Ollama Vulnerability: CVE-2026-7482 Risks Memory Exposure for 300,000 AI Servers

A critical heap out-of-bounds read vulnerability in Ollama (CVE-2026-7482) allows for memory leakage via GGUF files, putting API keys and private conversations…

On May 18, 2026, researchers disclosed a severe vulnerability in Ollama, one of the most widely used open-source frameworks for running local large language models. Identified as CVE-2026-7482 with a CVSS score of 9.1, the flaw is a heap out-of-bounds read located within the GGUF model loader.

Technical analysis indicates that an unauthenticated remote attacker can exploit this weakness to read the entire memory of the server process. The leak occurs when a specially crafted, malicious GGUF file is uploaded to the /api/create endpoint. The scope of the risk is significant, as it enables the exfiltration of sensitive data, including API keys, environment variables, and real-time user interactions.
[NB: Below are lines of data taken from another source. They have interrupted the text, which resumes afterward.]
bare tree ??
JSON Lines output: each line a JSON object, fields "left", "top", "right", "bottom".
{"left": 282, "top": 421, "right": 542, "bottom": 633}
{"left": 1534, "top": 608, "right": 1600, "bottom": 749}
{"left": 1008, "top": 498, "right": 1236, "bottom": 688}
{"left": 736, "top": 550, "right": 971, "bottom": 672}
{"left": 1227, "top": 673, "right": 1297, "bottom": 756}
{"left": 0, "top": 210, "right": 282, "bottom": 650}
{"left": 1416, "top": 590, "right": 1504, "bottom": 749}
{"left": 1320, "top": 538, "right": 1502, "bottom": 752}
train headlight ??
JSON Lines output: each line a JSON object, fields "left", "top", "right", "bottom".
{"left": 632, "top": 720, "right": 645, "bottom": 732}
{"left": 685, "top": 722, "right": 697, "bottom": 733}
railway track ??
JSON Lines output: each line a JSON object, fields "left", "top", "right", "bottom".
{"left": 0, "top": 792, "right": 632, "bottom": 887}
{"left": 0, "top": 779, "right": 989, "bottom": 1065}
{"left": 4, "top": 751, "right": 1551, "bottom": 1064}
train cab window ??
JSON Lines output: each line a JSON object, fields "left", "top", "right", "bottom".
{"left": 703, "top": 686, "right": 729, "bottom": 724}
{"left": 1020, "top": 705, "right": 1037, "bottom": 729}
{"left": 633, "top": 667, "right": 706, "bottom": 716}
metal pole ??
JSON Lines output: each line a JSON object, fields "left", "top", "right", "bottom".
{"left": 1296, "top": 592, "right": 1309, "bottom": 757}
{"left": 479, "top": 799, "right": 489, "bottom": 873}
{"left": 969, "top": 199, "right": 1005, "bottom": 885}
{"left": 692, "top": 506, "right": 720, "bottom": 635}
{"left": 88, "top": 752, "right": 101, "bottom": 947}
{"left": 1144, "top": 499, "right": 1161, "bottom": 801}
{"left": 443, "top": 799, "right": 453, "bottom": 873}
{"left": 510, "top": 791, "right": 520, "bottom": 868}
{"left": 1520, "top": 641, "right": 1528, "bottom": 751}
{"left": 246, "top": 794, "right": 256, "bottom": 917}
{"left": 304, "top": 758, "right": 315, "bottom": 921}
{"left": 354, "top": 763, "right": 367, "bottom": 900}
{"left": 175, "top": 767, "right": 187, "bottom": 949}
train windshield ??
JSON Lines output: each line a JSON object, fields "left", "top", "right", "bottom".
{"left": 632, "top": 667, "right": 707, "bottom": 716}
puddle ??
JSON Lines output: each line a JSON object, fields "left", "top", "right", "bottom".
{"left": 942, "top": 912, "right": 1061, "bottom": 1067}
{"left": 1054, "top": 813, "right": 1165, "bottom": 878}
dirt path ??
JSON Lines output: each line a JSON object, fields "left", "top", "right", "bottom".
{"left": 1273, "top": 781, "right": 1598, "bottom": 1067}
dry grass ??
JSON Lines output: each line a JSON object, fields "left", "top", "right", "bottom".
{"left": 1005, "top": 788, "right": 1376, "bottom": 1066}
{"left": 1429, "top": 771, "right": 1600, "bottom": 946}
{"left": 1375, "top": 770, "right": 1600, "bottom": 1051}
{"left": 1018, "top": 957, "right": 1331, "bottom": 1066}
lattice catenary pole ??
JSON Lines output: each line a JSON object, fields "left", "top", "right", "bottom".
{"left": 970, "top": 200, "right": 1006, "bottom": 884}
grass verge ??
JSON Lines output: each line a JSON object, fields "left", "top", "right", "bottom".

Beyond this primary flaw, the disclosure raised further security concerns regarding the framework. Two additional vulnerabilities in the Windows update mechanism were identified (CVE-2026-42248 and CVE-2026-42249). While these carry a lower CVSS score of 7.7, they remain unpatched and could allow for silent, persistent remote code execution (RCE).

Key Vulnerability Insights

Critical Flaw: CVE-2026-7482 is a heap out-of-bounds read affecting Ollama versions prior to 0.17.1 during GGUF file loading.
Attack Vector: Uploading a manipulated model to the /api/create endpoint triggers a read beyond the allocated heap buffer.
Global Exposure: Security firm Cyera estimates that approximately 300,000 Ollama servers are potentially exposed due to the lack of native authentication in the REST APIs.
Windows Risks: CVE-2026-42248 and CVE-2026-42249 allow for persistent RCE via the updater. Coordinated disclosure with CERT Polska began in January 2026, but the flaws remain unpatched.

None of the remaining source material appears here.